Try: Let $p=(x_0,y_0,z_0)\in f^*(a)$. Since $a$ is a regular value of $f$ and $a\in f_*(U)$, then $f_x(p)\ne 0,f_y(p)\ne 0$ or $f_z(p)\ne 0$. Wlog suppose that $f_z(p)\ne 0$. Define $F:U\subseteq \Bbb R^3\to \Bbb R^3$ by $F(x,y,z)=(x,y,f(x,y,z))$. We denote by $(u, v, t)$ the coordinates of a point of $\Bbb R^3$ where $F$ takes its values. Then, $$dF_p=\begin{bmatrix} 1 & 0 &0 \\ 0 & 1&0 \\ f_x&f_y &f_z \\ \end{bmatrix}$$ then $|dF_p|=f_z(p)\ne 0$.
By the inverse function theorem, there exist neighborhoods $V$ of $p$ and $W$ of $F(p)$ such that $F:V\to W$ is invertible and $F^{-1}:W \to V$ is differentiable. Then the component functions of $F^{-1}$, which are $x=u,y=v,z=g(u,v,t)$ are differentiable, since $F^{-1}$ makes it it is. Also the projection function of $V$ to the plane $xy$, $h(x,y)=g(u,v,t)=z$ is differentiable. Note that $$F(f^*(A)\cap V)=W\cap \{(u,v,t):t=a\}$$ I already tried this separately.

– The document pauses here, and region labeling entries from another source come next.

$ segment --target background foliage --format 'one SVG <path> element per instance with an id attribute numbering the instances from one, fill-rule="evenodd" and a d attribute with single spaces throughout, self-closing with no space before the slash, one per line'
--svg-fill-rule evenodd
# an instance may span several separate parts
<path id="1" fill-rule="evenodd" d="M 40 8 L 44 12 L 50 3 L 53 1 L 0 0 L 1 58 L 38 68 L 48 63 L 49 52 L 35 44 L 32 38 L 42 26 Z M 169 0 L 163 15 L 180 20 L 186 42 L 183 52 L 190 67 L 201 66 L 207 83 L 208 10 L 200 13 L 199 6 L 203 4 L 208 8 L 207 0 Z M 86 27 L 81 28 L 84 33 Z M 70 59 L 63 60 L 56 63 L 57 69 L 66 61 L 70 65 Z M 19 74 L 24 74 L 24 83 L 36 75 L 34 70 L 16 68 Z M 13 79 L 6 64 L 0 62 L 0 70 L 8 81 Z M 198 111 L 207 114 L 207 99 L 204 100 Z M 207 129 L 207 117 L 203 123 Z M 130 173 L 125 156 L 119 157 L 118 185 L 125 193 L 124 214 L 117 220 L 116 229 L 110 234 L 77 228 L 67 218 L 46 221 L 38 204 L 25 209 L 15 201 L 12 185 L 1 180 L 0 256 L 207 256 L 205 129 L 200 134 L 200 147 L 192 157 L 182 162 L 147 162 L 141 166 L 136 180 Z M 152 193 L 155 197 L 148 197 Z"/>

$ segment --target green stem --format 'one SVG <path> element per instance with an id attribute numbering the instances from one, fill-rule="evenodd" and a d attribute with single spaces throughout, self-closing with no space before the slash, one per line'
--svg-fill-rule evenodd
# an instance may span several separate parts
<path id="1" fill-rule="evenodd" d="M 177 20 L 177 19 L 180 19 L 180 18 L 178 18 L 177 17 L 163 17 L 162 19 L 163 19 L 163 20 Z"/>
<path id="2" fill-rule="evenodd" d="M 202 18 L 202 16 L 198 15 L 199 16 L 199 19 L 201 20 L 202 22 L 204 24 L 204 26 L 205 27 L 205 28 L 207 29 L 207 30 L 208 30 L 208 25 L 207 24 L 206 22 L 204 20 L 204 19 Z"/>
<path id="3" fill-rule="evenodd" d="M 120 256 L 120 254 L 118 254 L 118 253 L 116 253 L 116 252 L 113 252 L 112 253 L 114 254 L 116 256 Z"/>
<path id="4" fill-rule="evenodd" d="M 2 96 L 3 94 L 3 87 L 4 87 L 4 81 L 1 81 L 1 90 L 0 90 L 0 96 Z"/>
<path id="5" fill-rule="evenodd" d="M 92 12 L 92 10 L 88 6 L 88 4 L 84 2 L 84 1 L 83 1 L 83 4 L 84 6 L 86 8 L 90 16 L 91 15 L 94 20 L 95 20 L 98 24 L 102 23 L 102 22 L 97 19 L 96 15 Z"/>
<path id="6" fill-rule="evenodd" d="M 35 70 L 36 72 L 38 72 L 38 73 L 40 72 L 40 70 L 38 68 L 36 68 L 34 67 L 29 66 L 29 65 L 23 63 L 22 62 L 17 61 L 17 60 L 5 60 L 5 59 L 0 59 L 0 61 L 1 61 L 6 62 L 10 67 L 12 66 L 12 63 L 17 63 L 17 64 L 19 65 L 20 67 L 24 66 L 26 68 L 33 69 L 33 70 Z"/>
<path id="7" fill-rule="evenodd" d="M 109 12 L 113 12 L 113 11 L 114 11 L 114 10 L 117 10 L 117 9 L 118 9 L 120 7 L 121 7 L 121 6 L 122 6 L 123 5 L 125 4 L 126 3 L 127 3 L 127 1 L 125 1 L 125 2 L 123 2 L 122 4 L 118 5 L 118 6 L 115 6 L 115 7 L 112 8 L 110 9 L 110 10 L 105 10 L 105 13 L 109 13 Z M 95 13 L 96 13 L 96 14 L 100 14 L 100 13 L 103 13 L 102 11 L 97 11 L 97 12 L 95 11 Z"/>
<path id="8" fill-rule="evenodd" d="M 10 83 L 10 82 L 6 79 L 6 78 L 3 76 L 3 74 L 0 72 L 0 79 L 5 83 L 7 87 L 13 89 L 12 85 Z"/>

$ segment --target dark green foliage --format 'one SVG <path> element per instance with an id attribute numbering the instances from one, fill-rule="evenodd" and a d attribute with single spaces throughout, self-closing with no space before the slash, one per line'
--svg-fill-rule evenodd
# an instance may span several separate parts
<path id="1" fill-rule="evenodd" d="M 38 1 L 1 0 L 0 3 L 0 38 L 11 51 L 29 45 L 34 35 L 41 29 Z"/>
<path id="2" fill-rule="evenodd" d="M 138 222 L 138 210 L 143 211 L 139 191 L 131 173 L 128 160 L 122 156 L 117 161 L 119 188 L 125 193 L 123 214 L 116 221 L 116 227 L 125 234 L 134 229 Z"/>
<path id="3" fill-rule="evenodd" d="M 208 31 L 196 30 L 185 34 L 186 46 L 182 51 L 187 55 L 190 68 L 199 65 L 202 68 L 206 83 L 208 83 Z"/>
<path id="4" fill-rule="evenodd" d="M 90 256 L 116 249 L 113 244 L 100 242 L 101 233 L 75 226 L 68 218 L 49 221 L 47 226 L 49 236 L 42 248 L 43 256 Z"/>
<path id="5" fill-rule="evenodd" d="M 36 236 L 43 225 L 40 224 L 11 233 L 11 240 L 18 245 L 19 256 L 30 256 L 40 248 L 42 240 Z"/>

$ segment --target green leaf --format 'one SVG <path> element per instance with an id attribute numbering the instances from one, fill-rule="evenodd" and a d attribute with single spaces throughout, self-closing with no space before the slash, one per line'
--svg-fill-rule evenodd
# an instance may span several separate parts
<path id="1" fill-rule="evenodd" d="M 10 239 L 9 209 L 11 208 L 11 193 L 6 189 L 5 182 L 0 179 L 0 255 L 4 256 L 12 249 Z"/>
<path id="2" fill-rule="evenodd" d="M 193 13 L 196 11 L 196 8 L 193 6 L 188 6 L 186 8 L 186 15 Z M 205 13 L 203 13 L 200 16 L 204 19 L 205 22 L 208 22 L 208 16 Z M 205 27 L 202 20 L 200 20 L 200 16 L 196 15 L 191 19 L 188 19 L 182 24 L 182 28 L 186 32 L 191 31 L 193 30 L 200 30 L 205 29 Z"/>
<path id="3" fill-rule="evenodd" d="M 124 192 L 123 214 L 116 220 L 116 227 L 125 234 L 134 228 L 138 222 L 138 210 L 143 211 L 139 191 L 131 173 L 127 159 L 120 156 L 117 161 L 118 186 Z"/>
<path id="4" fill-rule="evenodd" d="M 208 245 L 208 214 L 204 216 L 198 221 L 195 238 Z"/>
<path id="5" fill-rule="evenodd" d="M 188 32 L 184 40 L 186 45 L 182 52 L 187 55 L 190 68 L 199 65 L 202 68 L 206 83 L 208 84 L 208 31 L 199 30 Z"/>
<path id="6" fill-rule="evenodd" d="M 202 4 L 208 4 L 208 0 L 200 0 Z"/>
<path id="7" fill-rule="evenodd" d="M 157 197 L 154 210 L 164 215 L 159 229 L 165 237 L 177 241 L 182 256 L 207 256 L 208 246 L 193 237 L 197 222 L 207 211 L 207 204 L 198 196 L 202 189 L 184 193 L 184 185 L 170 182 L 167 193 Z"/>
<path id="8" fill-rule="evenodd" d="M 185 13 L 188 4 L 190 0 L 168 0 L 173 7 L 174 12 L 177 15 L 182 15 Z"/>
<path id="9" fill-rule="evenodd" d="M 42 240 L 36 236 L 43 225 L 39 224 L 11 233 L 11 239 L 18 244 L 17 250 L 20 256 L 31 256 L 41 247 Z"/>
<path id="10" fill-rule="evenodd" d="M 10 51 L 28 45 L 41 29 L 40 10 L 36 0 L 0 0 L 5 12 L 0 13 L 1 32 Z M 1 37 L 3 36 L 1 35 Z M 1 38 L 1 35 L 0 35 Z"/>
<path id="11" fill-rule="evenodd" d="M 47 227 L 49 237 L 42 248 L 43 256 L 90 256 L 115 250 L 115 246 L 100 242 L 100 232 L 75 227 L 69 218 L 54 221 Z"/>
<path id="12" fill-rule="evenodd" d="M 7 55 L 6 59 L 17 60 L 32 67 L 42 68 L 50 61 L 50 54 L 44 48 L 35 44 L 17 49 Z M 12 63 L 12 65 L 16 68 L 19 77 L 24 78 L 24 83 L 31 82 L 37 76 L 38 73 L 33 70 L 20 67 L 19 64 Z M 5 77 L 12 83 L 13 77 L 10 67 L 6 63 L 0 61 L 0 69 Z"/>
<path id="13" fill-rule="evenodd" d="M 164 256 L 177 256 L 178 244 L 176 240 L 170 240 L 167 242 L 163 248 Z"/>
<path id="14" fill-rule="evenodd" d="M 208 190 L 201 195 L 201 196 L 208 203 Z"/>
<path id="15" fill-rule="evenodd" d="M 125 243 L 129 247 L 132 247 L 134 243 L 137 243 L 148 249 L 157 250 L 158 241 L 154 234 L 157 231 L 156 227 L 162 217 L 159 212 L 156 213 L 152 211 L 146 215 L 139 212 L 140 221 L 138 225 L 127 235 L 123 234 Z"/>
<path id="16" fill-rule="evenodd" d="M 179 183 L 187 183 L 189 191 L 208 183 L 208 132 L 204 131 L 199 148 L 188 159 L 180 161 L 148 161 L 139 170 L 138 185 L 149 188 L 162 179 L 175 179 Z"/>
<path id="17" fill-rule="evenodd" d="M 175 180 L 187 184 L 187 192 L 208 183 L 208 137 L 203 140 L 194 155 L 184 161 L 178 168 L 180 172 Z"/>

Now, notice that for $(u,v,t)$ $$(u,v,t)=(F\circ F^{-1})(u,v,t)=F(u, v,g(u,v,t))=(u,v,f(g(u,v,t))).$$ Therefore, $t=f(g(u,v,t))$ . What I need to prove is that $\text{graph}(h)=f^*(A)\cap V$, using the fact that $t=f(g(u,v,t))$ and $ F(f^*(a)\cap V)=W\cap \{(u,v,t):t=a\}$. I would need to test only that part to conclude my demonstration but I don't know how to do it. Someone help me.